The JUNO Awards Statuette


Photo: Tyler Shaw, seated alongside David Foster and Alan Doyle, performs at JUNO Songwriters’ Circle Presented by SOCAN In Association with Canadian Music Publishers Association (top). Credit: CARAS/Ryan Bolton

Photo Credit: – Click to expand

1970 to 1974

The very first RPM Gold Leaf Award was introduced and designed by record producer & RPM Music Weekly Special Projects Director and JUNO Awards co-founder, Stan Klees.  Made out of walnut wood, the 18 inch Award was designed to resemble a metronome.

1975 to 1983

In 1975, the JUNO Awards were televised for the first time. With the move to television, Klees designed a taller (23 inch) acrylic version of the RPM Gold Leaf Award. The Awards were renamed the JUNO Awards in honour of Pierre Juneau, the CRTC’s first Chairman.
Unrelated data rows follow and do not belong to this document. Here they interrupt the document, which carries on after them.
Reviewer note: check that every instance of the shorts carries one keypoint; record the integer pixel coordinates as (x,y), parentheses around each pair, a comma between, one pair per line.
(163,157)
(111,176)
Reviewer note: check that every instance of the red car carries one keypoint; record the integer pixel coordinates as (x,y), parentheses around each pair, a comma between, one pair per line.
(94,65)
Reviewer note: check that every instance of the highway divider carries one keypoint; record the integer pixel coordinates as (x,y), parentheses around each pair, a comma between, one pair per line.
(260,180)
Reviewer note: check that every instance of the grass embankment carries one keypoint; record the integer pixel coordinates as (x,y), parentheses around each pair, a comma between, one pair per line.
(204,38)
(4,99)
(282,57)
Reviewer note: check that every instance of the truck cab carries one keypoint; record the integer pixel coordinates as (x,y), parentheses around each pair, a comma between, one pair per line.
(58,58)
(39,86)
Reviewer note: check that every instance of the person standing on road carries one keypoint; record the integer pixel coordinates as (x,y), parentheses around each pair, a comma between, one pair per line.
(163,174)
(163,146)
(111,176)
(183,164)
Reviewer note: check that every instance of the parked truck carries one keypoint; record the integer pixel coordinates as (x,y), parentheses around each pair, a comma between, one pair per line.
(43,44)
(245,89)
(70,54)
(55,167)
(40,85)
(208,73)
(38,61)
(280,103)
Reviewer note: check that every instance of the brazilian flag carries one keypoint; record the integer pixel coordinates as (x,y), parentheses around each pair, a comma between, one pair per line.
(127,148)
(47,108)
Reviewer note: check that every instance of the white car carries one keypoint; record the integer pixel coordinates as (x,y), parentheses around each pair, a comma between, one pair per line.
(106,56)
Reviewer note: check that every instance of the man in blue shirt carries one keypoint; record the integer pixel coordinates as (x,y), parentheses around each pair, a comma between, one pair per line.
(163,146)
The JUNO Award was slightly re-designed several more times during this period, yet it retained the iconic metronome shape. The maple leaf inlay had changed to a record and JUNO inlay; the height of the Award was adjusted to make it easier to handle; and in 1996, a 25th Anniversary inlay was designed to honour the JUNO Awards’ 25th milestone.


As the Canadian music industry approached a new millennium, CARAS adopted a completely new award. Individually crafted by Shirley Elford, the human statuette was made of molten glass and wrapped in an upward spiralling musical staff.  This beautifully symbolized the creativity and inspiration surrounding every artist.


To honour its colourful history and musical legacy, The Canadian Academy of Recording Arts and Sciences (CARAS) presented the new 2011 JUNO Award!

The previous human statuette design is now represented within a solid volume crystal tower.  This innovative technique, designed and sub-surface laser engraved by Crystal Sensations®, pays tribute to Shirley Elford’s creative contributions over the past 11 years, while symbolizing the evolution and future of Canada’s Music Awards.